College of Computer and Information Engineering (College of Artificial Intelligence), Nanjing Tech University, Nanjing, China.
Ocean College, Zhejiang University, Zhoushan, China.
J Phycol. 2023 Dec;59(6):1166-1178. doi: 10.1111/jpy.13390. Epub 2023 Nov 23.
Diatoms are a crucial component in the study of aquatic ecosystems and ancient environmental records. However, traditional methods for identifying diatoms, such as morphological taxonomy and molecular detection, are costly, are time consuming, and have limitations. To address these issues, we developed an extensive collection of diatom images, consisting of 7983 images from 160 genera and 1042 species, which we expanded to 49,843 through preprocessing, segmentation, and data augmentation. Our study compared the performance of different algorithms, including backbones, batch sizes, dynamic data augmentation, and static data augmentation on experimental results. We determined that the ResNet152 network outperformed other networks, producing the most accurate results with top-1 and top-5 accuracies of 85.97% and 95.26%, respectively, in identifying 1042 diatom species. Additionally, we propose a method that combines model prediction and cosine similarity to enhance the model's performance in low-probability predictions, achieving an 86.07% accuracy rate in diatom identification. Our research contributes significantly to the recognition and classification of diatom images and has potential applications in water quality assessment, ecological monitoring, and detecting changes in aquatic biodiversity.

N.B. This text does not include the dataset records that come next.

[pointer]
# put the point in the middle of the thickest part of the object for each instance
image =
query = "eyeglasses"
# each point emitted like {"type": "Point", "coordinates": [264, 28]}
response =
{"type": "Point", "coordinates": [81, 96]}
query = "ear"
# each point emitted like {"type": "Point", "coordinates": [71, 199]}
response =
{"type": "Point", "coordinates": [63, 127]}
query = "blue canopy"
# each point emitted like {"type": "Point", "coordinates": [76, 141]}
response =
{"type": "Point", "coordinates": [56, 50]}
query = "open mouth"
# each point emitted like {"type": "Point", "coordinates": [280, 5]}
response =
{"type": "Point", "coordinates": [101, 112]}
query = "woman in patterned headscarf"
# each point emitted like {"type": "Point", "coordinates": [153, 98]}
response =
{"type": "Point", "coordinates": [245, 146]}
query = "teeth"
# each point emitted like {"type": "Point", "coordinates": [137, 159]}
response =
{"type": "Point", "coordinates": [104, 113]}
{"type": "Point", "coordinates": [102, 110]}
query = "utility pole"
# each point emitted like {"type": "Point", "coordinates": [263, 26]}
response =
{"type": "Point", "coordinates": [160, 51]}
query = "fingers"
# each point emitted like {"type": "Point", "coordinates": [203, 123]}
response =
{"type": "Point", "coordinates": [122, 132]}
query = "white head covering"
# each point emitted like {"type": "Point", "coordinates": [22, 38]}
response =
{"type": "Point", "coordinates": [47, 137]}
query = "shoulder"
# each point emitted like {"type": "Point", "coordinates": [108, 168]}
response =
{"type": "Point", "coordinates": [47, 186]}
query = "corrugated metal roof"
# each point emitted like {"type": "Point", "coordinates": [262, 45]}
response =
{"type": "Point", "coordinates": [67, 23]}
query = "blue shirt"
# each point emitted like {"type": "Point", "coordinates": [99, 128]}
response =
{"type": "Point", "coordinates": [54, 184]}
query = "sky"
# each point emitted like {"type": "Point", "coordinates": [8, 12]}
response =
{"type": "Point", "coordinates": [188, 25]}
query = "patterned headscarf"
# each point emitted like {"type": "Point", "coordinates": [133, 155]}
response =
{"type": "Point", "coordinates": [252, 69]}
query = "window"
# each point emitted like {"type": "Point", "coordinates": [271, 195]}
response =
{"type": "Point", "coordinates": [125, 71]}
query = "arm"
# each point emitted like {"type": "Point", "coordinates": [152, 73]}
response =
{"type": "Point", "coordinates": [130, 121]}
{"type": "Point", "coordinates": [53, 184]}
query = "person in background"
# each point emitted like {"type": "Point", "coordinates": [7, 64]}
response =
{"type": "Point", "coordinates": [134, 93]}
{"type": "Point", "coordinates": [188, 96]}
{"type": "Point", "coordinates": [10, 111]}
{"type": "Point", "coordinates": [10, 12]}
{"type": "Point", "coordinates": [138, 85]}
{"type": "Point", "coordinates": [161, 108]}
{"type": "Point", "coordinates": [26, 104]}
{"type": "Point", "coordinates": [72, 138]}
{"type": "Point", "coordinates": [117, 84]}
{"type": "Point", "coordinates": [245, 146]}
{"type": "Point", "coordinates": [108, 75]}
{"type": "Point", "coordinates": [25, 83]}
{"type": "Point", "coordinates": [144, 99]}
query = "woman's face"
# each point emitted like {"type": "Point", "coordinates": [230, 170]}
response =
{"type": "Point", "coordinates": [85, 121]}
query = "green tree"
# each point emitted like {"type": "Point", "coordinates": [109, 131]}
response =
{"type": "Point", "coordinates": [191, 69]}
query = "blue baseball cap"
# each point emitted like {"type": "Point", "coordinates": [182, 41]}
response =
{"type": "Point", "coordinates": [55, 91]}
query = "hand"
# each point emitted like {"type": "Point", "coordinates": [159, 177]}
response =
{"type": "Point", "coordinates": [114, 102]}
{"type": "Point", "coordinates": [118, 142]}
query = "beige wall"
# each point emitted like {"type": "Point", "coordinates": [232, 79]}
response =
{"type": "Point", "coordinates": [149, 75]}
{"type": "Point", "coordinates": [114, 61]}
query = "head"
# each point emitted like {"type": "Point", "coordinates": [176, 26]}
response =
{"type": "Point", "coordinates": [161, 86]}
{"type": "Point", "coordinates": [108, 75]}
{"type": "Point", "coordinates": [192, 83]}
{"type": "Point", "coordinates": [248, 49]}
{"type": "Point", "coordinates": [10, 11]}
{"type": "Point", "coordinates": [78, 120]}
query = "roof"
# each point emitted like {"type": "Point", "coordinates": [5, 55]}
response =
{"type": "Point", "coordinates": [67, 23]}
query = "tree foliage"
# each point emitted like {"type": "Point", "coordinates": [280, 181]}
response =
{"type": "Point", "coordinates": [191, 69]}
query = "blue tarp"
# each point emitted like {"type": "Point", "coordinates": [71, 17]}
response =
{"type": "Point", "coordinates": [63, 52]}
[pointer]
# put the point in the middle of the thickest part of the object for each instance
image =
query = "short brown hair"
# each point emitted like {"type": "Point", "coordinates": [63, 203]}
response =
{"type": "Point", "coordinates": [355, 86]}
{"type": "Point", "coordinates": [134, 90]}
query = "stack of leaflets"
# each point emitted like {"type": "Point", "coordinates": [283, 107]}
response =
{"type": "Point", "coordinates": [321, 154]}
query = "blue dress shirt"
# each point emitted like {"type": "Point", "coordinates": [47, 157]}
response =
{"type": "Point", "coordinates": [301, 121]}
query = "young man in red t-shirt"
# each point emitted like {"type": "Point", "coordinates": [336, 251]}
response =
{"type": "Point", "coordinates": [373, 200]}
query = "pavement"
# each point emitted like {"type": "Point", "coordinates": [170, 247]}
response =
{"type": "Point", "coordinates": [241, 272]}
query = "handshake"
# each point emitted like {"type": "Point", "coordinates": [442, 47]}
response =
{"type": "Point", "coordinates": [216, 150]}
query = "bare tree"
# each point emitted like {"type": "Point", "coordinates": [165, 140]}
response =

硅藻是水生生态系统和古代环境记录研究的重要组成部分。然而,传统的硅藻鉴定方法,如形态分类学和分子检测,既昂贵又耗时,并且存在局限性。为了解决这些问题,我们开发了一个广泛的硅藻图像集合,其中包含 160 属和 1042 种的 7983 张图像,通过预处理、分割和数据增强,我们将其扩展到 49843 张。我们的研究比较了不同算法的性能,包括骨干网、批量大小、动态数据增强和静态数据增强在实验结果上的表现。我们确定 ResNet152 网络的表现优于其他网络,在识别 1042 种硅藻物种方面,其最高-1 和最高-5 准确率分别达到 85.97%和 95.26%。此外,我们提出了一种结合模型预测和余弦相似度的方法,以提高模型在低概率预测中的性能,在硅藻识别方面的准确率达到 86.07%。我们的研究对硅藻图像的识别和分类有重要贡献,并在水质评估、生态监测和检测水生生物多样性变化方面具有潜在的应用。